奈理子は、制服のスカートを風から押さえつつ、ゆっくりと立ち上がった。
「変身するよ。だって、あたしは──」
静かに、だが確かな手つきでアイマスクを顔に当てる。
「水都の守護神……ミラクルナイトだから!」
眩い水色の光が夕暮れの道を照らし、少女の姿はヒロインへと変わっていく。
「来るがいいアル……おまえの“正義”、このファンユイがぶち壊すネ!」
夕空の下、運河の波がさざめく音の中で、
ふたりの美しき戦士が、静かに激突の構えをとった。
──バトル、始動。
奈理子がアイマスクを装着すると同時に、
ファンユイ・チュンはその場で鮮やかに跳躍し、両腕を交差させて構えた。
「変身──!」
爆ぜる緑色の光。チャイナ服が裂け、肌が艶めく鱗のような光沢を帯びていく。
背筋に沿って浮かび上がる奇妙なライン。太腿には粘膜のような模様が浮かび、指は水かきのついた異形へと変わる。
「カエル女、ここに見参ネッ!!」
目は紅く光り、舌を舐めるように長く伸ばす女怪人。
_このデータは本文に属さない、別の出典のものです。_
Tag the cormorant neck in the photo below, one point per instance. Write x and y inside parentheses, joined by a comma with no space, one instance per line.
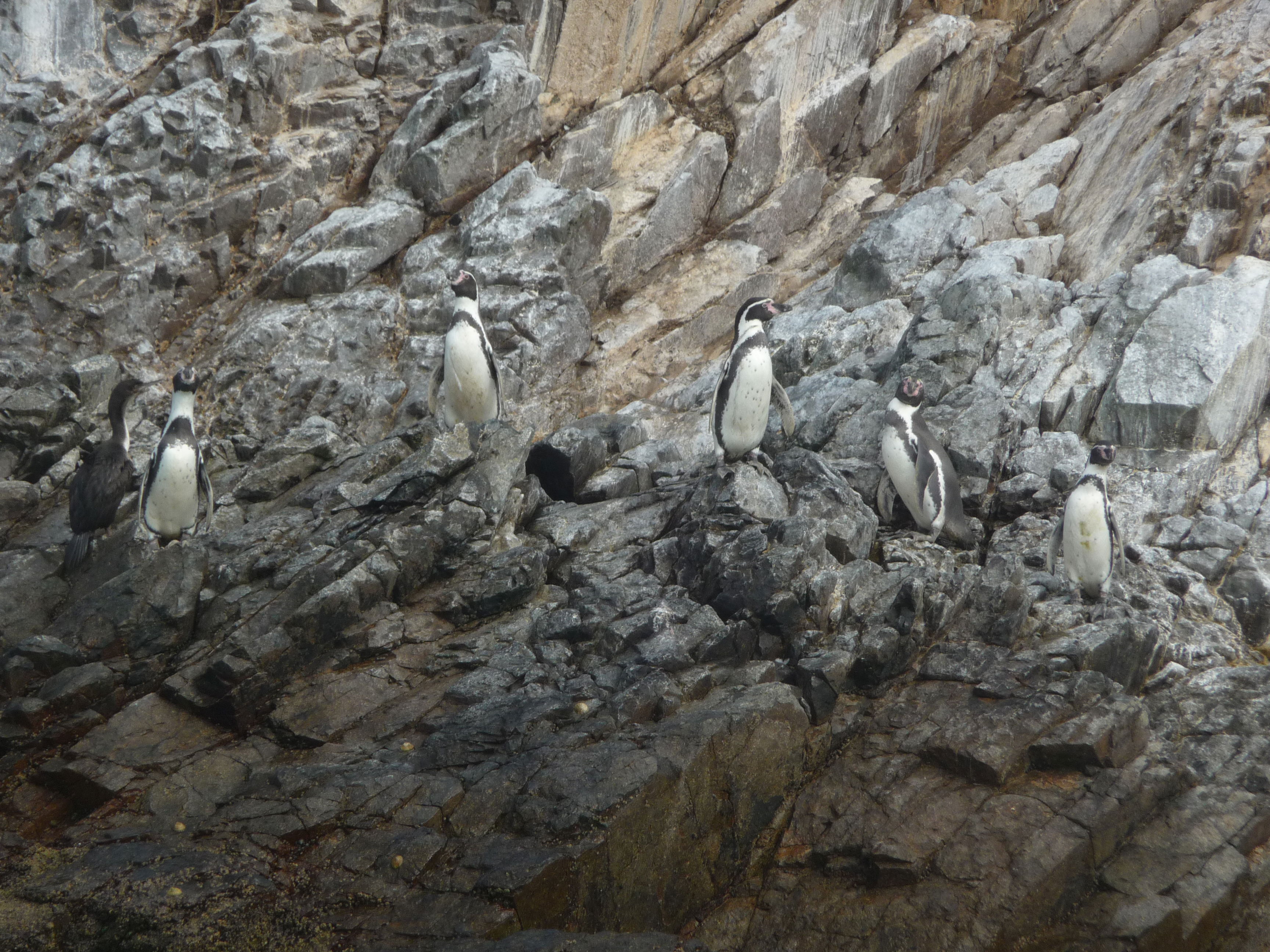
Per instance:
(182,405)
(119,425)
その異形は、周囲の人々を恐怖と興奮で包み込んだ。
「うぅ……くるっ!」
ミラクルナイトは水色の光をまとった白いミニスカート姿で身構える。
スラリと伸びた生脚に、風がまとわりつく。
都市の夕暮れに映えるその姿は、まさに“天使”──だが、戦いの女神は今、試練の時を迎えていた。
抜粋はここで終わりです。